12.1035 · Question · 2012-05-02
Département de la défense, de la protection de la population et des sports
Liquidé
Wortlaut
D'importants investissements sont prévus sur la place d'armes de Bure qui est amenée à voir son activité augmenter. L'objet de la présente question est de s'assurer que les nuisances sur le milieu, notamment le système hydrographique, identifiées à l'époque sont maîtrisées. En effet, une étude menée en 2003 par le professeur Gobat de l'Université de Neuchâtel a mis en évidence une influence négative des eaux issues des terrains d'exercice sur l'Allaine. Les conclusions de cette étude indiquent qu'une importante partie du colmatage constaté du lit de la rivière provenait de matières argileuses et calcaires lessivées sur les terres broyées par le passage des chars, ceci malgré la mise en place de plusieurs bassins de rétention-décantation-filtration.
1. Le Conseil fédéral peut-il nous indiquer quelles sont les améliorations apportées depuis lors au système de traitement des eaux de surface ?
2. Les bassins fonctionnent-ils à satisfaction ?

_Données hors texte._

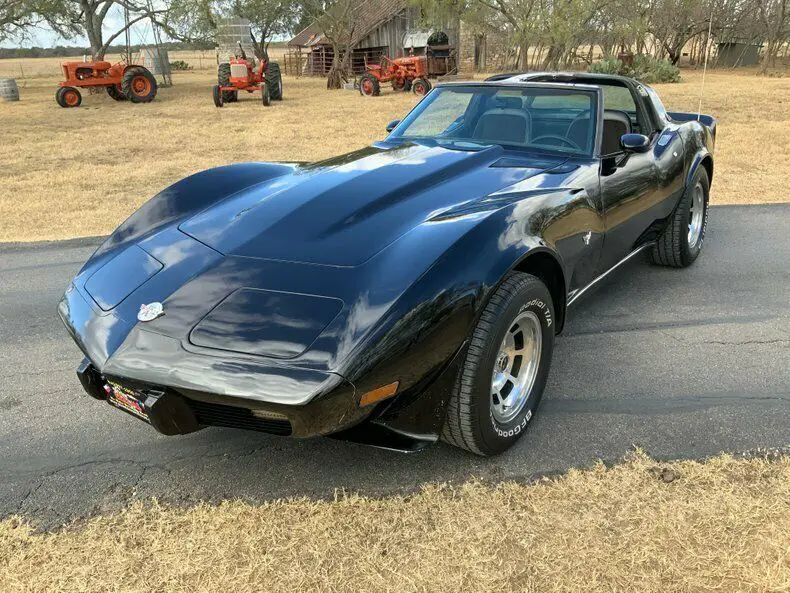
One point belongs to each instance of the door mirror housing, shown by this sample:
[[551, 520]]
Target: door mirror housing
[[634, 143]]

3. Qui est chargé d'effectuer les contrôles ?
4. Y a-t-il encore des écoulements d'eau chargée de matières en suspension qui s'infiltrent directement dans le milieu karstique via des dolines, sans passer par un bassin de décantation-filtration ?
Par ailleurs, à notre connaissance, l'eau de lavage des chars et des autres véhicules passe par une annexe de la station d'épuration des eaux de Bure et la décantation des eaux de lavage chargées de matières argileuses serait optimisée par l'adjonction de polyélectrolytes. Or les dernières études scientifiques semblent indiquer que ces substances sont potentiellement toxiques pour la faune benthique et les poissons. Plusieurs études menées depuis quatre ans par la Fédération cantonale des pêcheurs jurassiens, sur mandat de l'Office cantonal de l'environnement, mettent en évidence une diminution des populations de poissons dans l'Allaine, les salmonidés en particulier, en aval de Grandgourt jusqu'à la frontière. Plusieurs causes potentielles ont été avancées et la plupart ne concernent pas la place d'armes.
Je souhaiterais cependant savoir :
5. si les polyélectrolytes sont toujours utilisés pour coaguler les argiles lors du lavage des véhicules ;
6. si des analyses de ces substances dans les eaux rejetées sont effectuées ;
7. si des analyses des matières en suspension qui quittent la STEP sont également effectuées ;
8. et enfin, si les teneurs en hydrocarbures polyaromatiques dans les eaux de lavage sont connues.
Stellungnahme des Bundesrates
De par sa situation géographique dans le Jura, la place d'armes de Bure est implantée sur un sous-sol essentiellement calcaire. Cette particularité est soigneusement prise en considération depuis de nombreuses années lors de l'assèchement des surfaces utilisées à des fins militaires. Les installations requises sont contrôlées en permanence et adaptées si nécessaire aux nouvelles connaissances et à l'évolution technique.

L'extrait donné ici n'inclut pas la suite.